Uma situação nova para quem, até há poucos meses, ainda vivia o dia a dia de uma equipa: "Ficar sem contrato e sem clube é algo totalmente novo para mim. Aproveitei para dedicar tempo aos meus filhos, mas treinar sozinho no ginásio é muito diferente de o fazer com os colegas. A mentalidade continua a ser a de um futebolista a todos os níveis, a paixão ainda arde. Manter a forma sozinho é duro, mas estou a trabalhar intensamente com um preparador para estar pronto a cem por cento".
Darmian não esconde que já houve alguns contactos, mas aguarda pelo projeto certo. E, acima de tudo, rejeita a ideia de se retirar: "Já houve algumas conversas, mas procuro um projeto que valha realmente a pena. Teria ficado de bom grado mais um ano de nerazzurro, mas sei que ainda posso dar muito a uma boa equipa da Serie A".

Nem as dúvidas relacionadas com a idade e as condições físicas abalam a sua convicção: "Os clubes apostam nos jovens para depois os venderem e talvez a minha lesão da época passada tenha feito alguns duvidarem da minha condição, mas a verdade é que desde janeiro nunca faltei a um treino. Retirar-me depois do Scudetto? Não era o momento, no futuro quero ser treinador, mas agora mereço mais uma volta em campo".
Darmian elogia o Inter de Chivu
A ligação ao Inter mantém-se forte mesmo longe de Appiano Gentile. Darmian acompanhou recentemente os nerazzurri em Madrid na Liga dos Campeões e vê na equipa de Cristian Chivu a continuação de um percurso iniciado há vários anos: "Vejo um Inter fortíssimo, destinado a dominar durante muito tempo.

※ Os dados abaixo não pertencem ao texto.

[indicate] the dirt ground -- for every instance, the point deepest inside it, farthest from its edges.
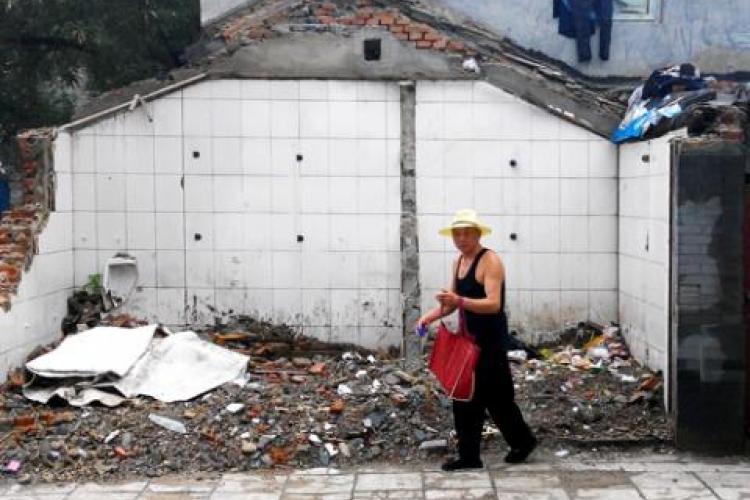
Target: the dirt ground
(309, 404)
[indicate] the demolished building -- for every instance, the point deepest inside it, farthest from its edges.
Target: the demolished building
(298, 169)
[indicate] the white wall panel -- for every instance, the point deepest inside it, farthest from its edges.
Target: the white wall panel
(530, 174)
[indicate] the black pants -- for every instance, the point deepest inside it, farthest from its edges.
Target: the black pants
(493, 394)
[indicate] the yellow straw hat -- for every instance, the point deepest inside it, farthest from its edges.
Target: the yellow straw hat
(466, 218)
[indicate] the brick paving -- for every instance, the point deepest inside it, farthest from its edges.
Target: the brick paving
(617, 476)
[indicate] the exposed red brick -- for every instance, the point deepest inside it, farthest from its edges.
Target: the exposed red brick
(9, 274)
(440, 44)
(257, 33)
(456, 46)
(387, 19)
(432, 36)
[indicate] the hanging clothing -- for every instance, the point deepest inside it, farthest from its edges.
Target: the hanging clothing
(579, 19)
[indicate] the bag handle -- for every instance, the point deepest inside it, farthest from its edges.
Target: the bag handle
(462, 330)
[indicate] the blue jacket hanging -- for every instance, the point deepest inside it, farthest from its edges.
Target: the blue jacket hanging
(579, 19)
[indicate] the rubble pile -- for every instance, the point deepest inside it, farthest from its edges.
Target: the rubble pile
(309, 408)
(589, 391)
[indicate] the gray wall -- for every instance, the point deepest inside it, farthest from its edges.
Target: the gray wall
(714, 34)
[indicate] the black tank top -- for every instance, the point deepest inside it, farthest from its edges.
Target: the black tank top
(490, 330)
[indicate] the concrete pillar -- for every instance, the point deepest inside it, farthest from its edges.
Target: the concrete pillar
(410, 290)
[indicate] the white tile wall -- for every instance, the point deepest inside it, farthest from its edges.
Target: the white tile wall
(246, 193)
(643, 249)
(221, 160)
(527, 172)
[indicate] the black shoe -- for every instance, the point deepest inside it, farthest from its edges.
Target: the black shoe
(518, 455)
(459, 464)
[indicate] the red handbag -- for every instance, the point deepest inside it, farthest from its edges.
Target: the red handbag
(453, 360)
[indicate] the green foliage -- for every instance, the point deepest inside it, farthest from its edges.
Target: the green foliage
(50, 47)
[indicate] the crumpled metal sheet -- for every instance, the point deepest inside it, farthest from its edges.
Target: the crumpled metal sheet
(181, 367)
(176, 368)
(73, 396)
(99, 351)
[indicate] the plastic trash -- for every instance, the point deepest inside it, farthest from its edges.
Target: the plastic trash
(168, 423)
(111, 436)
(518, 356)
(13, 466)
(314, 439)
(234, 407)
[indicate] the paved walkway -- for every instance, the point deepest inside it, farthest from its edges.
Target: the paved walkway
(618, 476)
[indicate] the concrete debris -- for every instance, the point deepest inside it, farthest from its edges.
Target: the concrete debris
(274, 421)
(471, 65)
(168, 423)
(142, 364)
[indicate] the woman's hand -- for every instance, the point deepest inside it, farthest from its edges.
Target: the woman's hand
(425, 320)
(449, 299)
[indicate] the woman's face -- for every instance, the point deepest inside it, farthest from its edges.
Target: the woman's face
(466, 238)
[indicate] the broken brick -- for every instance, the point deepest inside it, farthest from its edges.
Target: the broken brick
(440, 44)
(456, 46)
(432, 36)
(337, 406)
(386, 19)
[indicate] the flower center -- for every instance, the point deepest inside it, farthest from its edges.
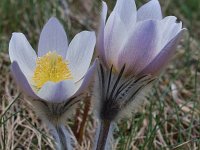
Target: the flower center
(50, 67)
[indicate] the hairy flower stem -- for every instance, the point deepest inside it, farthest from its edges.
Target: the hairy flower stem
(61, 137)
(103, 134)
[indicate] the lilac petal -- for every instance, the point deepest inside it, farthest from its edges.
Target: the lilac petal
(53, 38)
(127, 12)
(100, 38)
(169, 29)
(21, 51)
(115, 34)
(57, 92)
(150, 10)
(21, 80)
(80, 53)
(161, 60)
(141, 47)
(86, 81)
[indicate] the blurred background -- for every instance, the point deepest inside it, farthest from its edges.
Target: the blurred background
(170, 119)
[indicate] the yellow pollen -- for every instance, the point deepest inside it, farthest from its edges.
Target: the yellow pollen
(50, 67)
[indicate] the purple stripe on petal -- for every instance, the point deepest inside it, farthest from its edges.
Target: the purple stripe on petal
(127, 12)
(140, 47)
(115, 34)
(22, 81)
(100, 38)
(150, 10)
(53, 38)
(161, 60)
(57, 92)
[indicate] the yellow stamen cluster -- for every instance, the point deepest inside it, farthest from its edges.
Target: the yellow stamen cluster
(50, 67)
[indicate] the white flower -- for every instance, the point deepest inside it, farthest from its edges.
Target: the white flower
(58, 71)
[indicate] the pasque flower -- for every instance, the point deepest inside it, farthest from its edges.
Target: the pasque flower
(133, 46)
(58, 74)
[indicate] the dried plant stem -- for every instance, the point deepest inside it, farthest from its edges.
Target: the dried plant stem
(79, 126)
(103, 134)
(64, 137)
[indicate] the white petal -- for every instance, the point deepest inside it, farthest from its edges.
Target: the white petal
(100, 38)
(169, 29)
(86, 81)
(127, 12)
(57, 92)
(161, 60)
(141, 47)
(80, 53)
(22, 81)
(115, 34)
(21, 51)
(53, 38)
(150, 10)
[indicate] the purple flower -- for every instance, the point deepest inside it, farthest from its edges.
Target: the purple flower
(59, 71)
(141, 39)
(133, 47)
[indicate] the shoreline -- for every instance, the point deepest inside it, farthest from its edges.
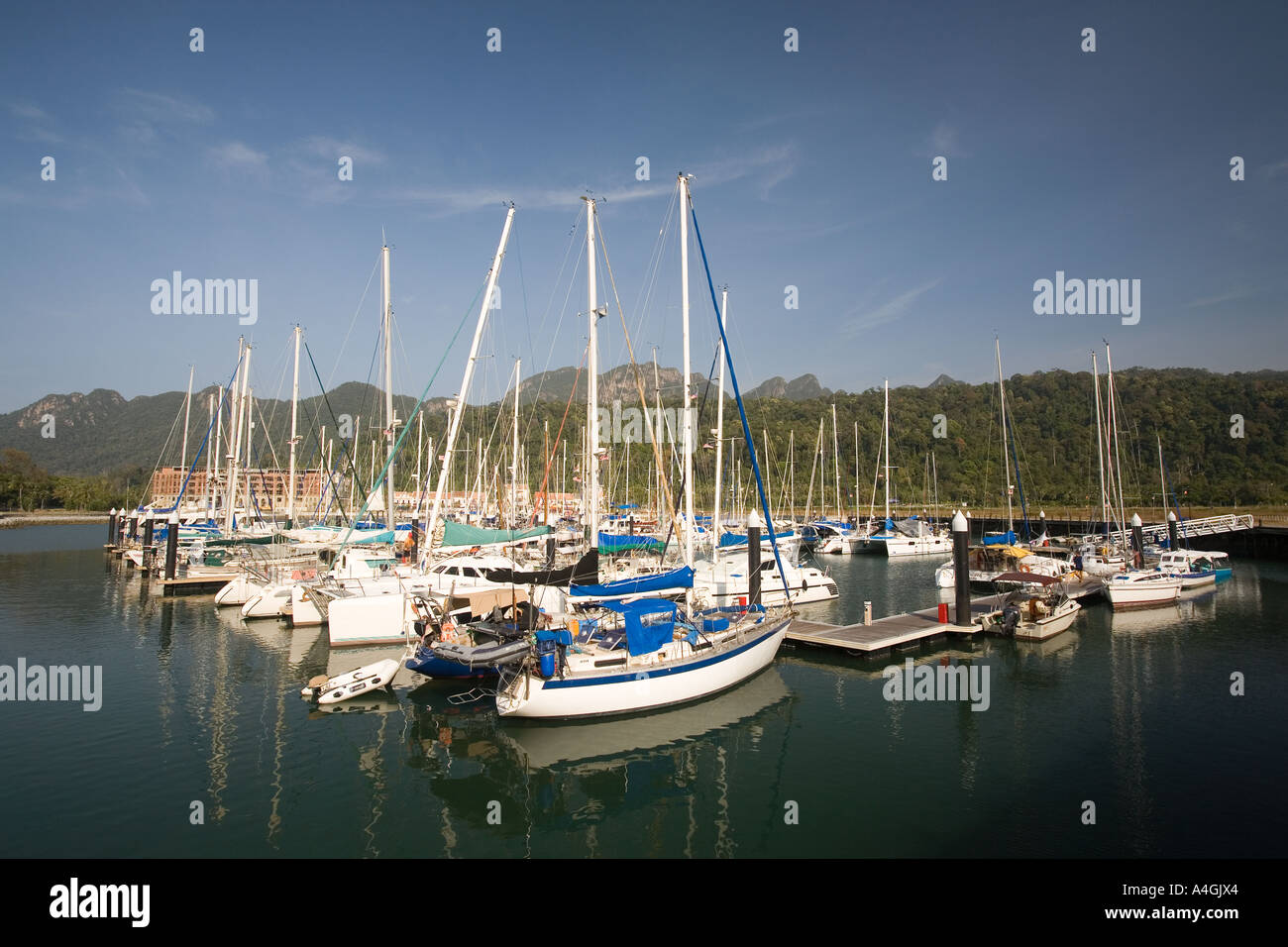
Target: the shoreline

O trabalho de construção vem de longe, de Conte a Inzaghi até chegar agora a Chivu: a equipa adquiriu uma mentalidade europeia e joga sem medo em estádios como o Bernabéu".
Segundo o antigo nerazzurro, também o mercado ajudou a elevar ainda mais o nível: "A base já era sólida e do mercado chegou ainda mais qualidade com reforços como Stones e Curtis Jones, enquanto Spence vai destacar-se".

Darmian alarga depois o olhar à luta pelo Scudetto, destacando as equipas que mais o impressionaram neste arranque: "Nesta fase inicial vejo o Como e a Roma ligeiramente à frente. Cesc e Gasperini dão uma identidade clara, mas será preciso avaliar a consistência com o duplo compromisso. A Juve e o Milan mantêm-se sempre na corrida".
O que mais lhe faz falta, no entanto, é o balneário. E entre os muitos antigos colegas, Darmian reserva palavras especiais para Lautaro Martinez e Marcus Thuram: "Do Inter, o que mais me faz falta são os colegas: o Lautaro é o símbolo, um verdadeiro capitão que ama a camisola, mas também tenho uma ligação especial com o Thuram, que continua a chamar-me 'Mathieu'".